[To see an updated review of when I re-read it in 2013 before the release of the films click here.]
Wow. I have no other words for this book.
How do you sum up something this intense? I wanted to cry within the first five chapters and was completely riveted and did not want to stop reading (and didn’t). The novel is a conglomeration of science fiction writers throughout history, from H.G. Wells, George Orwell, William Golding, and even Margaret Atwood’s The Handmaid’s Tale, and modern reality TV.
The Hunger Games is a dystopic novel about the US in the untold future where there were thirteen districts (thirteen colonies anyone?) and the capital. The capital won some sort of long-standing battle against the rebellion and completely obliterated one of the districts (13 – unlucky!) and indentured the other twelve. Each year the 12 districts have to send one female and one male competitor to the Hunger Games. These games, televised on national TV are a deathly battle where only one person can survive and they have to kill or be killed by the other 23 competitors. The quirky (seems to be my new word) characterization of the novel provides many brief respites from the seriousness of the task at hand and the oppressive government.
This years Hunger Games are different, District 12 has a volunteer and they NEVER have a volunteer. Katniss Everdeen’s younger sister’s name, Prim, is selected as the female tribute and as she is so young, Katniss protects her by volunteering. We follow Katniss’ journey from the coal mining District 12 through the capital and into the deathly Hunger Games. The variety of characters, both major and minor provide a brief glimpse into the economic disparity between districts, but also their individual cultures and values. It is perhaps the minor characters that provide the most insight into Ms. Collins ability to characterize people. From the wispy Rue (District 11 female tribute), the laughable Effie Trinkett, the drunken baffon Haymitch Abernathy, the serious and supportive Ciffin the minor characters each leave a mark as you’re reading the book and that’s one of the good signs of a novel (to me at least).

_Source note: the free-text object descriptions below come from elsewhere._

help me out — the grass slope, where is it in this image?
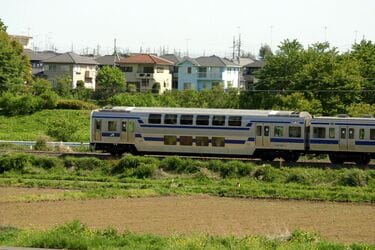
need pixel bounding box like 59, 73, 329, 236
0, 109, 91, 141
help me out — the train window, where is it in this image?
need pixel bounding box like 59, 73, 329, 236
95, 119, 101, 130
313, 127, 326, 138
196, 136, 209, 146
149, 114, 162, 124
370, 129, 375, 140
196, 115, 209, 125
359, 129, 365, 140
329, 128, 335, 138
212, 137, 225, 147
340, 128, 346, 139
256, 126, 262, 136
121, 121, 127, 132
228, 116, 242, 126
349, 128, 355, 139
274, 126, 284, 137
108, 121, 117, 131
180, 115, 193, 125
164, 135, 177, 145
212, 115, 225, 126
289, 126, 301, 138
264, 126, 270, 136
180, 136, 193, 146
164, 114, 177, 124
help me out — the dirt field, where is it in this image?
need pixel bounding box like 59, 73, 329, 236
0, 187, 374, 244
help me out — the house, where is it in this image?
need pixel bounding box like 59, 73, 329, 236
23, 49, 59, 77
116, 54, 173, 93
243, 60, 265, 90
43, 52, 98, 90
96, 54, 127, 68
177, 55, 240, 91
160, 54, 181, 90
233, 57, 255, 89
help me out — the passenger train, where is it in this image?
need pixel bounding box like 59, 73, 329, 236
90, 107, 375, 165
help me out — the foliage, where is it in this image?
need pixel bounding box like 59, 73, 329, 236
56, 99, 98, 110
0, 19, 31, 93
34, 136, 51, 151
151, 82, 160, 94
259, 43, 273, 59
96, 66, 125, 99
46, 118, 79, 141
54, 75, 72, 97
347, 103, 375, 117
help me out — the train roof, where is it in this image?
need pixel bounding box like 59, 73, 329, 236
94, 106, 311, 118
313, 116, 375, 122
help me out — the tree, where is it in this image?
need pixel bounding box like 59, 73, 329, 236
54, 75, 72, 97
96, 66, 125, 99
259, 44, 273, 59
0, 18, 31, 93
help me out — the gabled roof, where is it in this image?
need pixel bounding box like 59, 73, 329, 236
178, 55, 239, 67
116, 54, 173, 65
23, 49, 59, 61
43, 52, 98, 65
96, 54, 126, 65
160, 54, 181, 64
244, 60, 265, 68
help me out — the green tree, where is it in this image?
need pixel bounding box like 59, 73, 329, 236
54, 75, 72, 97
259, 44, 273, 59
96, 66, 125, 99
0, 18, 31, 93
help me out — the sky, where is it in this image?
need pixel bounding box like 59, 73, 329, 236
1, 0, 374, 58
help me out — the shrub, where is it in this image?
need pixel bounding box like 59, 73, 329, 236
32, 156, 62, 169
0, 153, 33, 172
46, 118, 78, 141
133, 163, 157, 178
64, 157, 106, 171
34, 136, 51, 151
339, 170, 368, 187
160, 156, 199, 173
56, 99, 97, 110
252, 165, 278, 182
111, 155, 159, 175
286, 172, 310, 185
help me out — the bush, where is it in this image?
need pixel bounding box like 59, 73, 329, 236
160, 156, 199, 174
32, 156, 62, 169
56, 99, 97, 110
0, 153, 33, 172
286, 171, 310, 185
34, 136, 51, 151
111, 155, 159, 175
46, 118, 78, 141
64, 157, 106, 171
252, 165, 278, 182
339, 170, 368, 187
133, 163, 157, 178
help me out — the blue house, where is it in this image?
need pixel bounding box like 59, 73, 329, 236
177, 55, 240, 91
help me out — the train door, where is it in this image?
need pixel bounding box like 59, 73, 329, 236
255, 124, 271, 147
94, 119, 102, 141
339, 126, 355, 151
120, 120, 135, 143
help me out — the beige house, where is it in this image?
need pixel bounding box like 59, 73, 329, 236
116, 54, 173, 93
43, 52, 98, 90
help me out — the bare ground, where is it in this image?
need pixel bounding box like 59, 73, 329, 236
0, 187, 374, 244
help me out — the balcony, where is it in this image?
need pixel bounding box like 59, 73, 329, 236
197, 72, 222, 79
136, 73, 154, 79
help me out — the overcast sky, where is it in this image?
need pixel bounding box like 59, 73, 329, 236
1, 0, 374, 57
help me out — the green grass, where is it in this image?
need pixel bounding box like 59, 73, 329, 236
0, 221, 372, 250
0, 109, 91, 141
0, 154, 374, 202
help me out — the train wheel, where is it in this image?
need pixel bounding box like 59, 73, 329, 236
260, 155, 275, 162
282, 153, 300, 163
354, 154, 371, 166
329, 154, 344, 164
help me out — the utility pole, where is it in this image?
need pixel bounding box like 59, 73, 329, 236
237, 33, 241, 59
324, 26, 327, 42
232, 36, 236, 59
354, 30, 358, 44
186, 38, 190, 57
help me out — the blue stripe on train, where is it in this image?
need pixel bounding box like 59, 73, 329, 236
310, 139, 338, 144
140, 124, 250, 130
356, 141, 375, 146
270, 138, 304, 143
101, 132, 121, 137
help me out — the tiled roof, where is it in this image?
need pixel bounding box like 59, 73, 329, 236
196, 55, 239, 67
23, 49, 59, 61
96, 54, 126, 65
160, 54, 182, 64
43, 52, 98, 65
116, 54, 173, 65
244, 60, 265, 68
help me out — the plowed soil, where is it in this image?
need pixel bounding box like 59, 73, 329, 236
0, 187, 374, 244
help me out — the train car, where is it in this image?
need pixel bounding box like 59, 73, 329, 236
90, 106, 311, 161
310, 116, 375, 164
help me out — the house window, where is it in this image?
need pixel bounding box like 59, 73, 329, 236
313, 127, 326, 138
228, 116, 242, 126
164, 114, 177, 124
180, 136, 193, 146
274, 126, 284, 137
212, 137, 225, 147
141, 79, 149, 88
164, 135, 177, 145
196, 115, 209, 125
198, 67, 207, 78
196, 136, 209, 146
124, 66, 133, 72
144, 67, 154, 73
187, 67, 192, 74
180, 115, 193, 125
157, 67, 164, 73
289, 127, 301, 138
212, 115, 225, 126
108, 121, 117, 131
149, 114, 162, 124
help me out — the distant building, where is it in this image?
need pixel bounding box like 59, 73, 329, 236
233, 57, 255, 89
160, 54, 181, 90
116, 54, 173, 93
96, 54, 127, 67
9, 35, 32, 48
43, 52, 98, 90
23, 49, 59, 76
177, 55, 240, 91
243, 60, 265, 90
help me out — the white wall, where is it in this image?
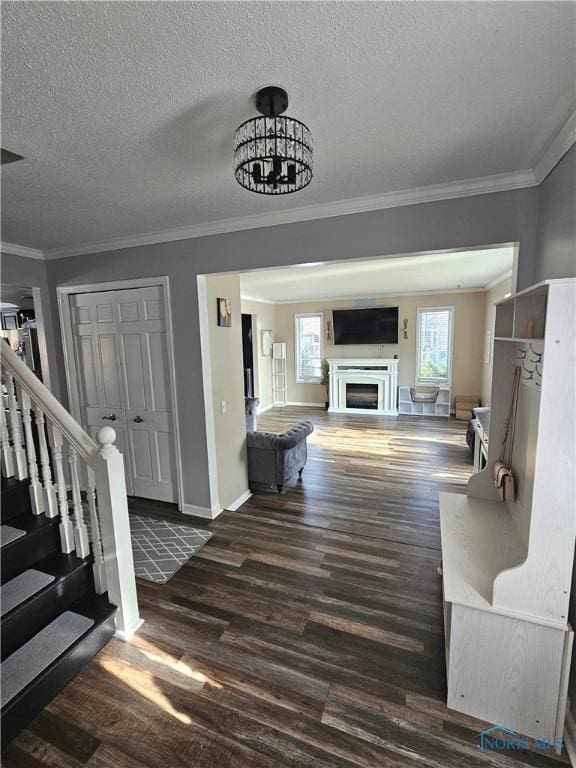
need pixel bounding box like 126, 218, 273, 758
204, 273, 248, 511
481, 275, 513, 406
273, 291, 487, 408
241, 298, 276, 412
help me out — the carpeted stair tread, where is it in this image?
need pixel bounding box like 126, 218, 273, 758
1, 526, 26, 547
1, 611, 94, 705
1, 570, 56, 617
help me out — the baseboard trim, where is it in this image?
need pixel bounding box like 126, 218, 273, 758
225, 489, 252, 511
287, 401, 326, 407
565, 709, 576, 767
257, 403, 274, 415
181, 503, 223, 520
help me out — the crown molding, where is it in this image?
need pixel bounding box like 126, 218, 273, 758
42, 169, 537, 261
0, 241, 45, 260
533, 106, 576, 185
244, 286, 494, 305
240, 294, 276, 305
484, 270, 513, 291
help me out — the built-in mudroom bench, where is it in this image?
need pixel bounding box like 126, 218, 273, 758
439, 278, 575, 747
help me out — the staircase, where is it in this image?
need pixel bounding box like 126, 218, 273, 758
0, 343, 141, 745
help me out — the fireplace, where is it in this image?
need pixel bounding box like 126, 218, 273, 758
346, 383, 379, 410
328, 359, 399, 415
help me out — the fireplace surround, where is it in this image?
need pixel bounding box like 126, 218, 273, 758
328, 359, 399, 415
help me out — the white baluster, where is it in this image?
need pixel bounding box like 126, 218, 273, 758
68, 446, 90, 558
0, 400, 15, 477
6, 376, 27, 479
35, 407, 58, 517
94, 427, 142, 639
50, 425, 75, 553
20, 389, 44, 514
87, 465, 106, 593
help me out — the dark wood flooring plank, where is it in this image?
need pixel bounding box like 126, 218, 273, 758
5, 409, 566, 767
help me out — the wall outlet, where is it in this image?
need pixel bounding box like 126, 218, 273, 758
220, 400, 227, 414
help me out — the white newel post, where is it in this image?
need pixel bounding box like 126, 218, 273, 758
94, 427, 142, 640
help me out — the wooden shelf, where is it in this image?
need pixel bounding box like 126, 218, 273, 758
439, 492, 527, 614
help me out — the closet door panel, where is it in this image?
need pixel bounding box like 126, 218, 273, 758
120, 333, 147, 412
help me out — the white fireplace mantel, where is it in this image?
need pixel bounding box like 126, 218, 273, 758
328, 358, 399, 415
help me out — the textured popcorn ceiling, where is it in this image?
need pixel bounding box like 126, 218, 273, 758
1, 1, 574, 251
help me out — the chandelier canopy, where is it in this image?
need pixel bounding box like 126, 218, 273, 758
234, 86, 313, 195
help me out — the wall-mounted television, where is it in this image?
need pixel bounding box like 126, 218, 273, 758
332, 307, 399, 345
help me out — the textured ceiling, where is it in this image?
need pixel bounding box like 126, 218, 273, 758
1, 1, 574, 251
240, 246, 514, 302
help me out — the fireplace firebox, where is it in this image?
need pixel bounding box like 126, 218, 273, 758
346, 383, 378, 410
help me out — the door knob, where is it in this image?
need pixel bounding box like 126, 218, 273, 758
102, 413, 117, 421
133, 416, 144, 423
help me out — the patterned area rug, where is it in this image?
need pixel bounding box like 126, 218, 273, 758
129, 514, 213, 583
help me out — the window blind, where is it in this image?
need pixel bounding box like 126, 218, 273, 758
417, 308, 453, 384
295, 314, 323, 381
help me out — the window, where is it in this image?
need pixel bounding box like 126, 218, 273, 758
295, 313, 323, 382
416, 306, 454, 385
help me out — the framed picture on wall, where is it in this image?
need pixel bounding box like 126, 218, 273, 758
217, 298, 232, 327
1, 312, 18, 330
261, 329, 273, 356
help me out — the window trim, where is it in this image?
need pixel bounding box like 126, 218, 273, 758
415, 305, 454, 387
294, 312, 324, 384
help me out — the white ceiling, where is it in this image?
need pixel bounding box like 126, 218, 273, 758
1, 2, 574, 253
240, 246, 514, 302
0, 284, 35, 308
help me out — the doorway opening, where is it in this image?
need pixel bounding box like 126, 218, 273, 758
241, 313, 254, 397
1, 283, 51, 386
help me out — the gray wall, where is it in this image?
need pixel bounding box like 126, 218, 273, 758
15, 186, 538, 511
534, 145, 576, 283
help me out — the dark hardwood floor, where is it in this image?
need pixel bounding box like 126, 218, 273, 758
2, 408, 569, 767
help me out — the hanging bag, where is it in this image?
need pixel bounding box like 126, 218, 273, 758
493, 365, 521, 502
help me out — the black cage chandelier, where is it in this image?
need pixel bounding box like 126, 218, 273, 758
234, 86, 313, 195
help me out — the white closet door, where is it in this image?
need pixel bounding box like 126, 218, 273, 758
69, 287, 177, 503
69, 291, 132, 493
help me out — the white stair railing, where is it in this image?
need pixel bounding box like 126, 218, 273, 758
20, 389, 44, 514
0, 404, 14, 477
6, 375, 27, 479
0, 343, 142, 640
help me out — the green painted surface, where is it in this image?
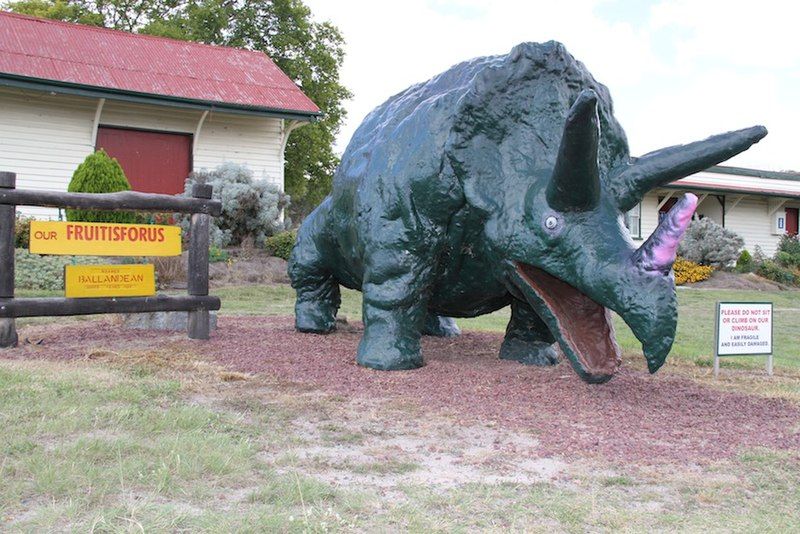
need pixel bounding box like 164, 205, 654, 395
289, 41, 766, 383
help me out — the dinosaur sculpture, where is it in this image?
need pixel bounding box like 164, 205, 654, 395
289, 41, 766, 383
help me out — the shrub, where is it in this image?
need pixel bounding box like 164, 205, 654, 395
151, 256, 185, 289
209, 246, 230, 263
67, 150, 139, 223
264, 230, 297, 260
677, 218, 744, 268
673, 257, 714, 285
756, 260, 798, 286
752, 245, 766, 265
183, 163, 289, 248
735, 249, 754, 273
14, 212, 33, 249
15, 250, 105, 290
774, 234, 800, 268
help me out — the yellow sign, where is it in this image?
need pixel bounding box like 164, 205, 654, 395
30, 221, 181, 256
65, 264, 156, 298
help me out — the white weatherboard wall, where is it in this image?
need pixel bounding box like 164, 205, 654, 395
0, 87, 95, 218
639, 191, 800, 257
195, 113, 284, 185
0, 87, 286, 218
723, 198, 799, 257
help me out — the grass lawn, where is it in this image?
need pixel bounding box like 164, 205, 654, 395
3, 283, 798, 530
1, 358, 798, 531
214, 285, 800, 370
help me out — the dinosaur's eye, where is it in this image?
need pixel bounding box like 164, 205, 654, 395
544, 216, 558, 229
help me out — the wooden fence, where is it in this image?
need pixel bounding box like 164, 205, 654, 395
0, 170, 222, 348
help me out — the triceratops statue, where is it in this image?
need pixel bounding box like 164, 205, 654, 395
289, 41, 766, 383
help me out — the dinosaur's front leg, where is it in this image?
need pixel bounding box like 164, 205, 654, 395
357, 248, 434, 370
500, 298, 559, 366
289, 218, 340, 334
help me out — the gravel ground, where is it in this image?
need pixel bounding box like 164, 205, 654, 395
7, 316, 800, 466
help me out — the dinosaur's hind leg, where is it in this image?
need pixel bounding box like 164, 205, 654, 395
288, 229, 340, 334
500, 298, 559, 366
422, 314, 461, 337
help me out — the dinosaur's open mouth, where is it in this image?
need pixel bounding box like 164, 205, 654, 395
514, 262, 621, 383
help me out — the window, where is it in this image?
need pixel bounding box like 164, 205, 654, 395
625, 203, 641, 239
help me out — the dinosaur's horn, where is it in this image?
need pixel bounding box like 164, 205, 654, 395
546, 90, 601, 212
633, 193, 698, 274
613, 126, 767, 212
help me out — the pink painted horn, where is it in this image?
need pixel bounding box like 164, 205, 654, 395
633, 193, 698, 273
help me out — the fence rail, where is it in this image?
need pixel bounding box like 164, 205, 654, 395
0, 187, 221, 216
0, 170, 221, 348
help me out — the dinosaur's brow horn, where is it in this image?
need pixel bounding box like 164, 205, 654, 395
612, 126, 767, 213
545, 89, 601, 212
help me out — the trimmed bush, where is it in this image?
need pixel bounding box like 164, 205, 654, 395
265, 230, 296, 260
183, 163, 289, 248
677, 218, 744, 268
673, 257, 713, 285
735, 249, 754, 273
67, 150, 139, 223
14, 212, 33, 249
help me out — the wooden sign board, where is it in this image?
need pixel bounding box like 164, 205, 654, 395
65, 264, 156, 298
30, 221, 181, 256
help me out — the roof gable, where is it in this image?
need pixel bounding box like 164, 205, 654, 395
0, 11, 320, 118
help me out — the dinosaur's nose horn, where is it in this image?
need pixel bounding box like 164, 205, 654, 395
632, 193, 698, 274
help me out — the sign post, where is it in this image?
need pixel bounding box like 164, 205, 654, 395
714, 301, 773, 378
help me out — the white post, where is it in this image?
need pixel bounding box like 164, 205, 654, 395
713, 302, 720, 379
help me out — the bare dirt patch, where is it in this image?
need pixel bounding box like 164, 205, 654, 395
209, 255, 290, 286
689, 270, 792, 291
7, 316, 800, 466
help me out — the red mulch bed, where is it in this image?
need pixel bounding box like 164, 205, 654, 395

Even though it’s a dystopic novel, first and foremost it’s a coming of age novel. Written from Katniss’ perspective, throughout the novel we experience her fears and worries from feeding her family and contradicting the government by illegally hunting in the forest, to her hopes and fears of winning the hunger games, to her deep-set confusion caused by the potential suitors of Peeta Mellark and Gale. She is a strong female character and I’m looking forward to how she grows and matures over the next two novels in the series.
I will say it was a bit confusing at first as there is no introduction or background, but you do receive background information throughout the novel. The hinting into the past and the rebellion only serve to heighten the relationship built with Katniss and the other characters and will provide Ms. Collins quite a bit of room in the next two novels of the trilogy, Catching Fire and Mockingjay. I don’t want to give too much away because I think it’s well worth the read, although I will say you shouldn’t read anything about any of the books until you read the first one, then ONLY read the summary of the next one to get you excited.
That’s really about it, like I said I don’t want to give too much away because I think everyone should read it! This is the first book recommended through my Suggest a Book page (thanks Carlie!) and I’m definitely glad I put that page there now.